Robin Botie of Ithaca, New York, Photoshops her inherited dog Suki sinking in cracked concrete.In the first sentence of the book I was to choose a word or phrase from, it said, “… about to do something dangerous.” There were easier phrases to choose from beyond that first line, words that immediately painted pictures in my mind, words that would be less challenging to make six photographs of. But I kept coming back to that phrase. About to do something dangerous.

Maybe because I don’t ever do anything dangerous. Or, at least, not intentionally like some blog-sites that scream, “Do Something Dangerous Today.” I hardly ever take risks. After losing a daughter to leukemia, I know peril comes stalking a person sure enough without one’s flirting with it.
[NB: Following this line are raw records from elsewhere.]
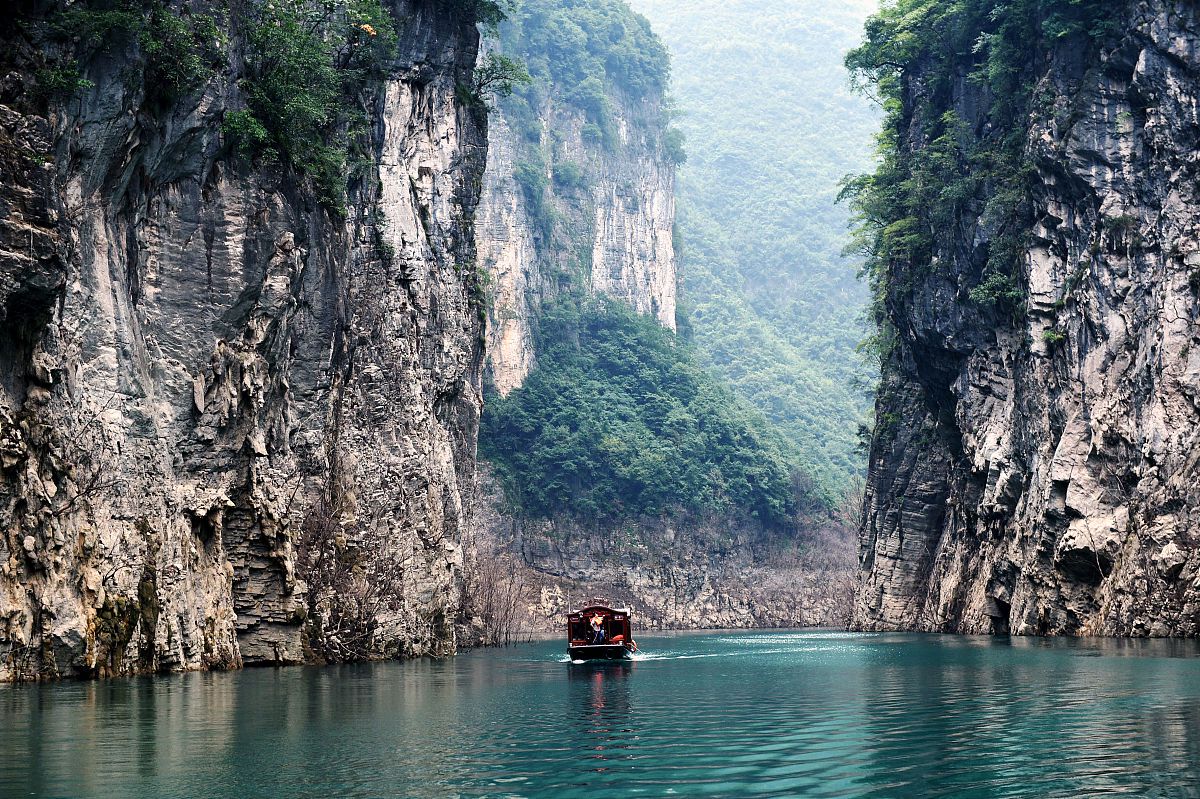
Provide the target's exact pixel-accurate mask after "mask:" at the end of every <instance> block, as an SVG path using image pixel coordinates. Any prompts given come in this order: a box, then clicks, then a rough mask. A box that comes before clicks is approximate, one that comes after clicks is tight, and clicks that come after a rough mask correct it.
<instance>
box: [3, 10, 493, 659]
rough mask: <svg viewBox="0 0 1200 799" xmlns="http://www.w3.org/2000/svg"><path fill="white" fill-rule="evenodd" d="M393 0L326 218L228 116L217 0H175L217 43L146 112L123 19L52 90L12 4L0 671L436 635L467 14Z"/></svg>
mask: <svg viewBox="0 0 1200 799" xmlns="http://www.w3.org/2000/svg"><path fill="white" fill-rule="evenodd" d="M385 5H388V11H389V13H391V16H392V18H394V19H395V25H396V32H397V35H398V42H397V46H396V48H395V50H394V52H392V53H390V55H389V56H388V62H386V64H385V76H384V77H383V78H380V79H379V80H378V82H376V83H373V84H371V85H370V86H368V88H367V89H365V90H364V92H362V94H361V95H360V96H359V98H358V102H359V103H361V107H360V110H361V114H362V119H364V125H365V126H366V127H365V133H364V136H365V140H366V143H367V144H366V145H365V151H364V152H359V154H358V161H356V162H355V167H354V169H355V170H354V173H353V174H352V175H350V178H349V185H348V192H347V198H346V204H344V209H342V210H341V211H337V210H331V209H328V208H324V206H323V205H322V204H320V203H318V202H317V199H316V197H314V192H313V188H312V186H311V182H310V181H307V180H305V179H304V178H302V176H300V175H298V174H296V172H295V170H294V169H290V168H289V167H287V166H286V164H281V163H280V162H278V161H277V160H276V161H270V160H266V158H262V160H256V161H254V162H251V161H250V160H247V158H244V157H238V156H236V154H235V152H234V151H233V146H232V145H230V143H229V142H228V140H227V139H228V137H226V136H223V134H222V119H223V118H227V116H228V114H230V113H232V112H233V110H235V109H239V108H242V107H244V98H242V88H241V84H240V83H239V80H240V79H242V78H244V74H242V72H241V70H242V68H244V62H245V58H246V55H245V52H246V48H247V47H248V44H247V41H246V38H245V25H246V24H247V23H246V18H244V17H239V16H238V14H235V16H234V18H233V19H232V20H230V18H229V17H228V16H223V13H222V12H221V4H216V2H214V4H208V2H191V4H190V6H188V10H187V12H186V13H192V14H194V13H197V12H203V11H210V12H212V14H214V18H215V19H216V20H217V23H218V25H220V31H218V34H220V41H222V42H223V43H224V44H226V47H223V48H222V49H223V53H224V58H227V59H228V62H224V64H222V65H221V66H220V68H218V70H217V71H216V73H215V74H214V77H211V78H210V79H208V80H206V83H205V84H204V85H203V86H200V88H198V89H197V90H194V91H190V92H186V94H184V95H182V96H181V97H180V98H179V100H176V101H174V102H173V103H170V104H169V106H168V107H164V108H163V107H161V106H160V107H155V106H154V104H152V103H150V102H149V101H148V96H149V95H150V90H151V89H152V88H151V86H148V85H146V84H145V82H144V77H143V76H142V74H139V73H138V72H137V71H136V70H133V68H132V67H133V66H136V65H137V64H138V62H139V59H140V58H142V55H143V54H142V53H139V49H140V48H144V47H145V40H139V38H138V37H137V36H131V37H126V38H125V40H124V41H122V42H118V43H114V44H112V46H110V47H107V48H104V49H101V50H97V52H96V53H95V54H94V55H92V56H90V58H88V59H85V60H84V61H83V65H82V68H83V71H82V78H83V79H82V80H79V82H78V84H77V85H76V86H74V88H73V91H72V94H71V96H68V97H66V98H62V100H59V101H52V102H50V103H49V106H48V107H47V106H46V104H44V103H41V102H38V101H37V97H38V96H40V95H38V80H40V79H42V80H43V82H44V76H46V74H48V73H47V71H46V66H44V65H43V59H46V58H47V53H53V52H54V48H55V47H58V46H50V44H46V42H43V41H40V40H38V38H37V36H38V31H44V30H46V25H48V24H49V23H48V22H47V20H50V19H52V18H53V14H54V13H58V12H59V11H60V10H59V8H58V7H54V6H52V5H49V4H37V2H26V4H22V6H20V8H19V11H18V16H17V19H16V20H14V22H13V20H8V22H5V23H4V26H2V32H4V42H2V47H0V50H4V53H5V54H4V55H2V56H0V58H2V59H4V60H5V64H4V70H2V71H4V73H5V77H4V78H2V79H0V172H2V181H0V184H2V185H0V204H2V206H0V208H2V220H0V680H14V679H43V678H54V677H70V675H106V674H128V673H139V672H154V671H180V669H194V668H227V667H236V666H239V665H253V663H289V662H300V661H307V660H320V659H337V657H343V656H396V655H414V654H422V653H449V651H452V650H454V648H455V627H454V617H455V614H456V613H457V609H458V602H460V590H461V587H460V582H461V578H460V569H461V563H462V551H461V546H460V534H461V528H462V522H463V495H464V492H466V489H467V488H468V487H469V485H470V482H472V480H473V475H474V455H475V437H476V427H478V415H479V411H480V407H481V398H480V376H481V353H482V349H481V335H482V334H481V331H482V324H481V314H482V311H481V301H480V292H479V287H478V284H476V280H475V278H476V276H475V272H474V270H473V266H472V265H473V262H474V238H473V229H472V226H473V215H474V206H475V203H476V199H478V187H479V182H480V180H481V176H482V169H484V162H485V152H486V140H485V139H486V130H485V128H486V124H485V120H484V116H485V115H484V114H482V113H481V110H480V108H479V106H478V103H475V104H473V103H467V104H464V100H463V96H462V95H463V92H462V91H456V89H460V88H461V86H462V85H470V82H472V71H473V67H474V62H475V58H476V46H478V34H476V29H475V23H474V19H472V18H469V16H466V14H463V13H461V12H456V11H452V8H454V6H451V5H448V4H434V2H428V1H425V0H412V1H409V0H395V1H394V2H391V4H390V5H389V4H385ZM176 6H178V4H176ZM167 11H168V13H173V14H174V13H179V8H178V7H175V8H172V7H170V6H169V4H168V8H167ZM187 18H188V17H187V16H186V14H185V17H184V19H187ZM368 28H370V26H368ZM364 30H366V29H364ZM368 34H370V35H371V36H374V35H376V32H374V29H373V28H372V29H371V30H370V31H368Z"/></svg>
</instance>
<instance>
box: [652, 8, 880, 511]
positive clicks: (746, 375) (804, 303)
mask: <svg viewBox="0 0 1200 799" xmlns="http://www.w3.org/2000/svg"><path fill="white" fill-rule="evenodd" d="M631 5H632V6H634V8H635V10H636V11H638V12H641V13H643V14H646V17H647V18H648V19H649V20H650V24H652V26H653V28H654V30H655V31H656V32H658V34H659V36H661V37H662V40H664V42H665V43H666V44H667V49H668V50H670V52H671V58H672V79H671V89H670V91H671V96H672V98H673V101H674V107H676V112H677V119H676V120H674V125H676V126H677V127H678V128H679V130H680V131H683V132H684V134H685V136H686V144H685V148H686V152H688V161H686V163H685V164H683V166H682V167H680V168H679V170H678V184H679V186H678V205H679V210H678V217H679V218H678V232H679V239H680V244H682V272H683V278H682V283H683V284H682V290H680V307H682V310H680V318H682V322H683V326H684V334H685V335H690V336H692V337H694V340H695V343H696V346H697V349H698V350H700V352H701V353H702V355H703V358H704V359H707V361H708V364H709V365H710V366H713V367H714V368H715V370H716V371H718V372H719V373H721V374H722V376H725V377H726V378H727V379H728V380H730V382H731V383H732V385H733V386H734V388H736V389H737V391H738V392H739V394H742V395H743V396H745V397H746V398H749V399H750V401H751V402H752V403H754V404H755V405H756V407H757V408H758V409H760V410H762V411H763V414H766V415H767V417H768V419H769V421H770V422H773V425H774V426H775V427H776V428H778V429H779V431H780V432H781V433H782V437H784V438H785V440H786V441H787V444H788V446H790V450H791V451H790V452H788V455H790V456H791V457H792V458H794V461H796V462H797V463H798V464H800V465H802V467H803V468H804V470H806V471H810V473H812V474H815V476H816V477H817V479H818V481H820V482H821V483H822V487H823V489H824V491H827V492H829V493H840V492H841V491H842V489H844V488H845V487H846V486H848V485H850V483H851V481H852V480H853V477H854V476H856V475H859V474H862V471H863V463H864V458H863V456H862V455H860V453H857V452H856V447H857V446H858V437H857V431H858V425H859V422H860V421H863V420H864V419H865V414H866V408H868V404H869V397H868V395H866V391H865V390H864V388H863V386H864V385H865V384H866V383H869V379H868V376H869V374H870V373H871V370H870V367H868V366H865V365H864V364H863V361H862V359H859V358H858V356H857V354H856V352H854V350H856V347H857V346H858V343H859V342H860V341H862V340H863V337H864V335H865V331H864V326H863V312H862V308H863V307H864V305H865V301H866V292H865V289H864V287H863V286H862V284H860V283H859V282H858V281H857V278H856V269H857V268H856V264H854V262H852V260H847V259H845V258H844V257H842V256H841V251H842V248H844V247H845V244H846V240H847V220H848V211H847V209H846V208H844V206H840V205H838V204H836V198H838V193H839V182H840V181H841V179H842V178H844V176H845V175H847V174H854V173H860V172H864V170H866V169H868V167H869V164H870V162H871V155H870V154H871V137H872V132H874V131H875V130H876V127H877V110H876V109H875V108H874V106H872V104H871V103H870V101H869V100H866V98H865V97H863V96H859V95H856V94H853V92H852V90H851V85H850V79H848V76H847V72H846V70H845V67H844V66H842V58H844V55H845V53H846V52H847V50H848V49H850V48H852V47H853V46H854V44H856V43H857V42H858V40H859V38H860V36H862V26H863V22H864V20H865V18H866V16H868V14H869V13H870V12H871V11H874V7H875V4H872V2H866V1H863V0H856V1H853V2H845V4H823V2H817V1H815V0H804V1H800V2H794V1H791V0H736V1H733V2H721V1H718V0H634V1H632V2H631ZM689 329H690V330H689Z"/></svg>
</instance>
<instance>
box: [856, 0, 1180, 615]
mask: <svg viewBox="0 0 1200 799" xmlns="http://www.w3.org/2000/svg"><path fill="white" fill-rule="evenodd" d="M1111 6H1112V8H1110V10H1108V11H1106V14H1109V18H1110V19H1112V20H1114V22H1115V23H1116V25H1115V28H1116V31H1115V34H1114V35H1111V36H1110V37H1109V40H1108V41H1105V42H1104V43H1103V44H1102V46H1099V47H1096V48H1093V49H1092V50H1091V52H1088V50H1085V49H1082V48H1079V47H1069V46H1061V47H1051V48H1049V49H1043V50H1042V52H1038V53H1034V54H1032V55H1031V62H1033V64H1036V65H1038V66H1037V71H1038V73H1037V76H1036V78H1037V86H1036V92H1037V95H1036V96H1039V97H1040V100H1039V101H1038V107H1037V108H1036V110H1034V113H1033V114H1032V116H1031V118H1030V120H1028V130H1027V131H1026V151H1027V152H1028V154H1030V156H1031V158H1032V162H1033V164H1034V167H1036V174H1034V178H1033V181H1032V185H1033V190H1032V203H1033V208H1034V212H1033V222H1031V223H1030V226H1028V228H1027V230H1025V234H1026V235H1025V236H1024V239H1022V241H1024V245H1022V246H1024V248H1025V254H1024V258H1022V263H1024V270H1025V274H1024V276H1022V277H1024V283H1025V286H1026V288H1027V300H1026V313H1025V314H1024V317H1021V318H1020V320H1019V322H1016V323H1003V324H997V320H996V319H995V318H994V317H992V318H989V317H986V316H985V314H983V313H982V312H980V311H978V310H976V308H973V307H972V306H971V304H970V302H966V301H965V295H966V289H967V288H970V287H971V286H973V284H977V283H978V281H979V258H978V252H979V248H980V247H985V246H986V245H988V240H989V238H990V236H991V235H992V234H994V230H989V228H988V226H986V223H985V222H982V221H980V218H979V217H978V216H977V215H972V214H964V215H961V216H960V217H959V218H958V220H956V224H955V227H954V229H953V234H952V235H953V240H952V241H950V242H949V245H948V246H947V247H944V248H943V251H946V252H949V253H952V254H950V259H952V264H950V268H949V269H943V270H934V274H930V275H926V276H924V277H920V278H918V280H917V281H916V283H914V284H913V286H912V287H911V290H908V289H906V288H904V287H901V286H899V281H896V282H895V283H893V284H892V286H889V296H888V304H889V305H888V307H889V311H890V316H892V319H893V322H894V324H895V328H896V330H898V335H899V340H900V343H899V347H898V350H896V354H895V355H894V358H893V362H892V367H890V368H888V370H887V371H886V379H884V385H883V390H882V392H881V395H882V396H883V397H884V398H883V399H881V402H880V408H878V419H880V425H878V427H877V432H876V438H875V443H874V447H872V452H871V461H870V477H869V486H868V494H866V510H865V515H864V523H863V537H862V566H863V578H864V584H863V587H862V591H860V594H859V600H858V608H857V612H856V619H857V623H858V624H859V625H860V626H863V627H870V629H890V627H908V629H922V630H947V631H962V632H1008V631H1012V632H1014V633H1039V635H1042V633H1069V635H1121V636H1168V635H1170V636H1195V635H1198V633H1200V554H1198V552H1200V347H1198V344H1200V194H1198V178H1200V172H1198V170H1200V167H1198V160H1196V151H1198V146H1200V126H1198V122H1196V113H1198V107H1200V80H1198V77H1196V76H1198V74H1200V49H1198V48H1200V18H1198V16H1196V10H1195V7H1193V6H1192V5H1189V4H1175V2H1165V1H1158V0H1147V1H1144V2H1121V4H1111ZM1084 52H1088V53H1090V54H1088V55H1086V56H1084V55H1081V53H1084ZM910 101H911V97H910ZM910 104H911V103H910ZM982 104H983V103H982V98H980V96H979V90H978V89H974V88H972V86H970V85H967V84H966V83H962V85H961V86H959V89H956V97H955V107H956V108H958V109H959V110H960V114H961V115H962V118H964V119H965V120H967V122H968V125H972V126H974V125H977V124H978V121H979V112H978V109H979V107H980V106H982ZM913 127H914V128H916V124H914V125H913ZM972 130H979V128H978V127H972ZM976 211H978V208H976Z"/></svg>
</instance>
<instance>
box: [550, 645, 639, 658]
mask: <svg viewBox="0 0 1200 799" xmlns="http://www.w3.org/2000/svg"><path fill="white" fill-rule="evenodd" d="M566 654H568V655H569V656H570V657H571V660H629V659H630V657H632V653H631V651H629V650H628V649H625V645H624V644H589V645H586V647H568V648H566Z"/></svg>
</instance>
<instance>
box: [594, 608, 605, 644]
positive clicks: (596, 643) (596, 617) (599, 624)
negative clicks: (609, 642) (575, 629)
mask: <svg viewBox="0 0 1200 799" xmlns="http://www.w3.org/2000/svg"><path fill="white" fill-rule="evenodd" d="M602 623H604V617H602V615H600V614H599V613H598V614H595V615H593V617H592V643H593V645H594V644H602V643H604V639H605V633H604V624H602Z"/></svg>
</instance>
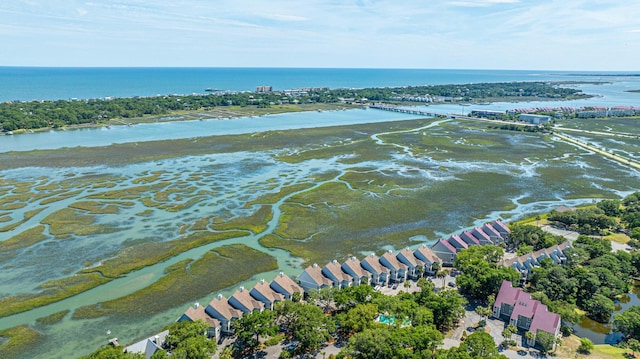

Trying to exercise some dangerous behavior to aid in executing the assignment, I squatted behind my camera at the bottom of the college’s huge staircase. Then I walked the halls looking only through my viewfinder, purposefully knocking into students I didn’t know and snapping their pictures.

Over the week, to complete the assignment, I considered what dangerous things I’d done in the past. Like walking alone in the city at night, exposing myself on social media, swimming by myself in strange waters, advertising on Craig’s List to rent my guest room, taking a ride from a bartender I didn’t know in Australia, getting my pilot license, … trusting another human being, getting romantically involved. Earthquakes and scorpions are dangerous, although I’d experienced neither. Rabid raccoons, jellyfish, high cliffs, losing control, … I had experienced. Menacing claws, lightning, lighting a match, and ground breaking beneath my feet are dangers I am wary of. And cancer.

Doing something dangerous has adverse consequences. Like the time I hiked in a slippery streambed, I fell and broke my wrist. When I carried a heavy bag of cat-poop I fell into my front door and broke my nose. Why would I want to do something dangerous?

Early in the week, Suki, the dog I inherited from my daughter, stopped eating. I watched as Doc Orzeck poked around the lump on her throat.
“A fifty/fifty chance it’s cancer,” he said. I held Suki tight for days. We snuggled each night. When she started wagging her tail again, we went for a hike. I fell. I got up and we kept walking. The next days we hiked and walked and sat in the sun. Danger is everywhere. Living your life, or daring to love, or just walking, is doing something dangerous.

 

What dangerous thing have you done? And why?